Let’s add a list comprehension to filter the friends list by their online status:

async def get_online_friends(char: auraxium.ps2.Character,
                             client: auraxium.Client
                             ) -> List[int]:
    """Return the online friends of the given character."""
    query = char.query()

    # Join the characters' friends
    join = query.create_join('characters_friend')
    join.set_inject_at('friends')

    data = await client.request(query)
    friends_data = data['character_list'][0]['friends']['friend_list']
    online_ids = [
        int(f['character_id']) for f in friends_data if int(f['online']) != 0]

    return online_ids

This now returns a list of character IDs that are in the input character’s friends list and online.

Converting Census Payloads

In the previous section, we created a custom function that retrieves the IDs of the friends of a player that are currently online.

However, it would be more convenient if we could have it return a list of auraxium.ps2.Character instances instead.

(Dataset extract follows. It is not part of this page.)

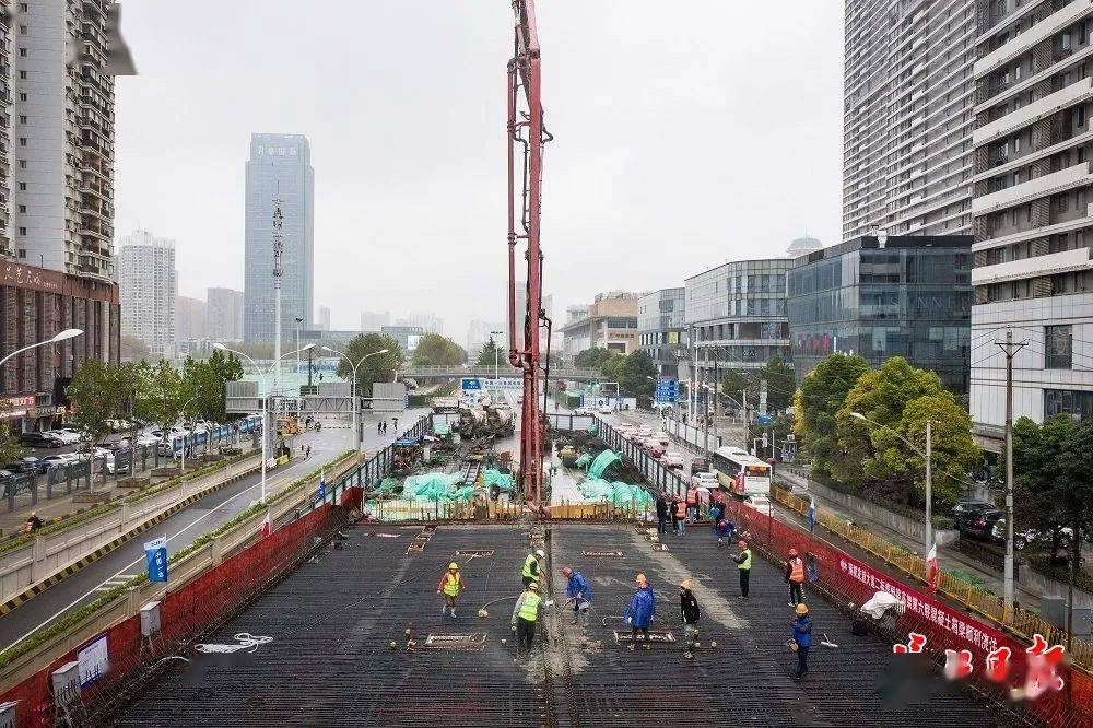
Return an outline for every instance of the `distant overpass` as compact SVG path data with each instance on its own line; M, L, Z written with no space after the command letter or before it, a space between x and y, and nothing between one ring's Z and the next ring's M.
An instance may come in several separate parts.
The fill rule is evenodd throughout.
M502 377L518 377L519 369L514 369L506 362L504 366L496 369ZM454 379L459 377L479 377L492 379L494 376L493 366L408 366L399 369L399 376L411 378L416 381L428 379ZM551 379L569 379L573 381L588 381L590 379L602 379L603 373L599 369L580 368L575 366L552 366L550 369Z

We could of course pass these IDs into a helper like auraxium.Client.find() to resolve them, but we can do better by including the data needed to create these instances in the same query.

Note

This strategy is lower-latency as it only uses a single query, but it also significantly increases bandwidth due to the character data being retrieved for all friends, not just online ones. This trade-off between latency and payload size can generally not be avoided when working with joins.

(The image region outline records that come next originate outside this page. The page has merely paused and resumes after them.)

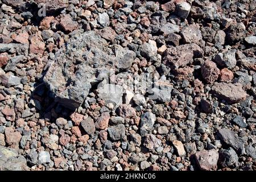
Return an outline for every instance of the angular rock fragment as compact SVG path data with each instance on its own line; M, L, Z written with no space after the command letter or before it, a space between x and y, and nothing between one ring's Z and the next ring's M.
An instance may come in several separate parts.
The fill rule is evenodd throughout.
M202 39L202 33L198 24L192 24L183 28L180 32L182 39L185 43L199 44Z
M249 36L245 38L245 42L253 46L256 45L256 36Z
M160 147L162 141L153 134L147 134L144 140L143 146L150 151Z
M203 78L209 84L213 84L217 80L220 74L220 69L215 63L207 60L201 68Z
M152 113L147 112L141 116L141 130L151 131L156 120L155 115Z
M233 68L237 64L236 49L231 49L224 53L219 53L215 57L215 61L221 67Z
M78 23L73 21L69 15L65 15L60 18L60 24L67 32L71 32L74 30L77 29Z
M94 133L96 131L94 122L93 122L93 119L90 117L82 120L81 122L81 125L88 135Z
M110 138L114 140L124 139L125 136L125 126L123 124L117 125L108 129Z
M64 0L33 0L37 5L42 5L47 11L56 10L59 9L66 7L68 4Z
M179 156L184 156L186 155L186 151L184 148L183 144L181 142L175 140L172 142L172 144Z
M20 133L14 131L13 127L8 127L5 129L5 134L7 144L12 148L18 148L22 138Z
M175 67L185 67L193 61L193 58L203 55L203 49L195 43L167 48L164 53L163 63Z
M217 135L222 142L232 147L238 154L244 152L245 141L234 131L228 129L221 129L218 130Z
M245 100L247 96L240 84L216 82L212 87L212 90L217 97L230 104Z
M246 148L245 151L247 155L250 156L253 159L256 159L256 147L252 144L249 144Z
M197 152L195 155L197 164L201 170L217 169L218 153L215 150L203 150Z
M26 171L27 160L13 148L0 146L0 171Z
M180 18L186 19L189 14L190 10L191 9L191 5L187 2L181 2L178 3L176 5L176 11L177 14Z
M113 104L114 109L122 104L123 88L121 86L105 84L102 88L99 88L98 90L98 97L104 100L106 104Z
M135 53L118 49L119 54L115 55L106 41L93 31L70 39L56 54L44 78L56 101L75 110L84 102L91 84L108 78L110 69L129 68L130 64L123 65L122 61L133 61Z
M51 162L51 156L48 151L40 151L38 156L39 164L48 164Z
M218 163L222 167L228 167L232 166L237 166L238 164L238 156L232 148L228 150L222 149L218 151L219 158Z

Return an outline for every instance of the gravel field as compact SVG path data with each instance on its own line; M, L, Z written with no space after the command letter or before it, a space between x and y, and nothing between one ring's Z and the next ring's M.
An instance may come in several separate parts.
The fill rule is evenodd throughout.
M0 171L256 171L255 0L0 0Z

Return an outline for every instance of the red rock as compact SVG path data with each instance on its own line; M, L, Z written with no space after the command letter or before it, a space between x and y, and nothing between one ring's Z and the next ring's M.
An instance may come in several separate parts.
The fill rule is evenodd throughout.
M162 5L161 7L166 11L174 11L175 10L175 4L174 1L170 1L165 4Z
M42 30L48 30L51 28L51 23L54 19L54 16L47 16L43 19L40 23L40 28Z
M84 115L74 113L70 116L71 120L74 122L75 126L79 126L80 122L84 119Z
M56 168L59 168L60 166L60 163L63 162L65 161L65 159L64 159L62 157L60 158L53 158L53 162L54 162L54 166Z
M62 28L68 32L71 32L78 28L77 22L73 21L69 15L65 15L61 18L60 23Z
M24 31L24 32L19 34L18 35L15 36L13 40L19 43L28 44L29 36L30 35L28 35L28 34L27 32Z
M108 113L103 113L95 122L95 127L97 129L104 130L109 125L110 116Z
M213 84L217 80L220 74L220 69L216 64L212 61L207 60L201 68L203 78L208 84Z
M147 42L149 40L149 36L148 34L147 34L146 32L143 32L141 34L140 38L141 40L142 41L142 43Z
M30 38L30 53L43 55L45 46L40 32L38 32Z
M6 106L2 111L2 113L5 115L7 120L14 121L15 119L15 112L14 109L10 109Z
M47 13L47 10L56 10L59 9L66 7L68 6L66 3L67 1L64 0L34 0L34 1L37 4L43 3L46 9Z
M105 130L101 130L99 133L100 139L102 143L104 143L108 139L108 132Z
M203 55L202 48L195 43L168 48L164 52L163 63L165 65L173 65L176 68L185 67L193 61L193 58Z
M171 102L169 103L170 105L172 107L172 109L176 109L177 107L178 106L178 103L176 101L172 100Z
M0 146L5 146L5 135L0 133Z
M63 134L60 137L59 142L62 146L65 146L70 142L71 138L68 134Z
M161 168L157 164L152 164L150 167L150 171L160 171Z
M233 72L226 68L221 69L220 74L220 80L221 81L228 81L232 80L234 78Z
M84 143L84 144L86 144L87 143L87 140L89 139L89 137L88 135L84 135L79 137L78 139L79 141Z
M10 43L13 41L13 39L11 39L10 36L6 35L0 35L0 43L3 44L9 44Z
M115 0L104 0L104 8L109 8L114 4Z
M127 104L122 104L117 108L117 113L123 118L134 118L136 117L135 109Z
M18 147L19 142L22 138L22 135L19 131L15 131L11 127L5 128L5 130L6 143L11 147L16 148Z
M0 93L0 101L5 100L5 96L3 96L2 94Z
M215 150L203 150L195 154L196 160L201 170L217 169L218 153Z
M188 80L193 80L194 70L193 68L188 67L178 68L175 71L176 75L176 77L179 80L184 79Z
M6 52L0 53L0 68L7 64L9 60L8 53Z
M71 132L78 137L80 137L81 136L82 136L80 129L78 126L73 126L71 129Z
M146 16L144 16L141 20L141 24L146 27L148 27L150 25L150 20Z
M212 92L217 97L230 104L245 100L248 96L241 84L216 82L212 87Z
M184 156L186 155L186 152L181 142L175 140L172 142L172 144L179 156Z
M15 121L16 126L17 127L23 127L25 125L25 122L24 122L23 118L19 118L18 119Z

To achieve this, another join is added to the friends list, which will contain the full character payload for each friend (even offline ones, but most players’ friends lists should be short enough for this to not affect performance).

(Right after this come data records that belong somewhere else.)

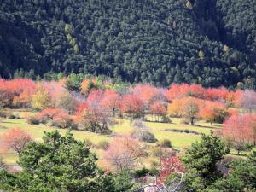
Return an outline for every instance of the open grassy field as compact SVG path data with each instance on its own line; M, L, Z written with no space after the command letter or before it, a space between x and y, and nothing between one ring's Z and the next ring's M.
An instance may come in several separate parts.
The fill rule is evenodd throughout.
M19 116L20 119L2 119L0 123L0 137L5 131L10 128L20 127L28 131L36 141L41 141L44 135L44 131L52 131L54 130L59 130L61 134L65 134L67 130L65 129L57 129L47 125L29 125L26 122L24 116L33 115L33 112L26 112L26 111L16 111L14 110L13 113L16 116ZM150 118L148 118L148 119ZM183 125L181 123L181 119L172 118L172 123L158 123L158 122L145 122L145 125L148 129L154 134L158 141L163 139L171 140L173 148L180 150L183 148L189 147L191 143L196 141L200 137L200 133L209 133L211 130L214 131L219 129L222 125L220 124L212 124L206 123L204 121L196 121L195 125ZM128 119L118 119L119 124L112 126L113 134L128 134L132 131L133 128L131 126L131 122ZM198 132L199 134L194 133L185 133L185 132L177 132L173 131L175 130L189 130ZM111 136L102 136L96 133L84 131L72 131L74 137L77 139L81 141L89 139L92 142L94 145L97 145L101 141L108 141L110 142L113 139ZM101 156L102 150L96 149L96 153L98 156ZM15 164L17 160L17 155L13 152L1 152L3 160L8 164ZM234 152L235 153L235 152ZM154 159L153 157L148 157L148 160ZM145 160L145 161L148 160Z

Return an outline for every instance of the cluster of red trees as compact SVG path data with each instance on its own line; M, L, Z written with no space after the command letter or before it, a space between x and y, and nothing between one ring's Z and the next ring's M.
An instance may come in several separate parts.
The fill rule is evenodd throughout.
M17 79L0 80L2 108L33 108L38 110L57 108L62 116L72 119L79 127L104 132L117 113L130 118L151 114L160 120L166 116L183 117L194 124L196 119L222 123L231 116L230 107L252 113L256 108L256 93L253 90L228 90L203 88L200 84L172 84L169 89L138 84L121 87L108 82L85 79L80 91L66 89L66 79L59 82L33 82Z
M233 114L224 121L221 134L238 154L241 150L255 146L256 114Z

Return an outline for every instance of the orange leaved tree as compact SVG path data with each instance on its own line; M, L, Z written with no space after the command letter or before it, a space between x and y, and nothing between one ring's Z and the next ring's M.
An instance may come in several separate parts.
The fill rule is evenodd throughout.
M20 128L10 129L1 137L2 146L7 149L13 149L19 154L32 140L31 135Z

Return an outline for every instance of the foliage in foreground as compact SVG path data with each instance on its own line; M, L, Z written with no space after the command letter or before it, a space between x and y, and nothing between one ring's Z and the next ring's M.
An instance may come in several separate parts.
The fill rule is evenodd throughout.
M114 180L96 165L96 158L70 132L45 133L44 142L32 142L20 155L22 171L1 170L0 189L9 191L113 192Z
M256 191L256 154L231 162L224 175L218 164L229 152L218 137L202 135L182 157L186 173L181 191Z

async def get_online_friends(char: auraxium.ps2.Character,
                             client: auraxium.Client
                             ) -> List[Dict[str, Any]]:
    """Return the online friends of the given character."""
    query = char.query()

    # Join the characters' friends
    join = query.create_join('characters_friend')
    join.set_inject_at('friends')

    # Join the friends' character
    char_join = join.create_join('character')
    char_join.set_fields('friend_list.character_id', 'character_id')
    char_join.set_inject_at('character')

    data = await client.request(query)
    friends_data = data['character_list'][0]['friends']['friend_list']
    online_friends = [
        f['character'] for f in friends_data if int(f['online']) != 0]

    return online_friends

This now returns a list of payloads compatible with the character collection. We can therefore feed these payloads directly into the auraxium.ps2.Character class’s constructor:

async def get_online_friends(char: ps2.Character, client: auraxium.Client
                             ) -> List[ps2.Character]:
    """Return the online friends of the given character."""
    query = char.query()

    # Join the characters' friends
    join = query.create_join('characters_friend')
    join.set_inject_at('friends')

    # Join the friends' character
    char_join = join.create_join('character')
    char_join.set_fields('friend_list.character_id', 'character_id')
    char_join.set_inject_at('character')

    data = await client.request(query)
    friends_data = data['character_list'][0]['friends']['friend_list']
    online_friends = [
        f['character'] for f in friends_data if int(f['online']) != 0]

    return [auraxium.ps2.Character(d, client) for d in online_friends]

That’s it - this type of method now behaves exactly the same as any built-in helper method like auraxium.ps2.Character.get_online() and should play along nicely with other instances and object model utilities.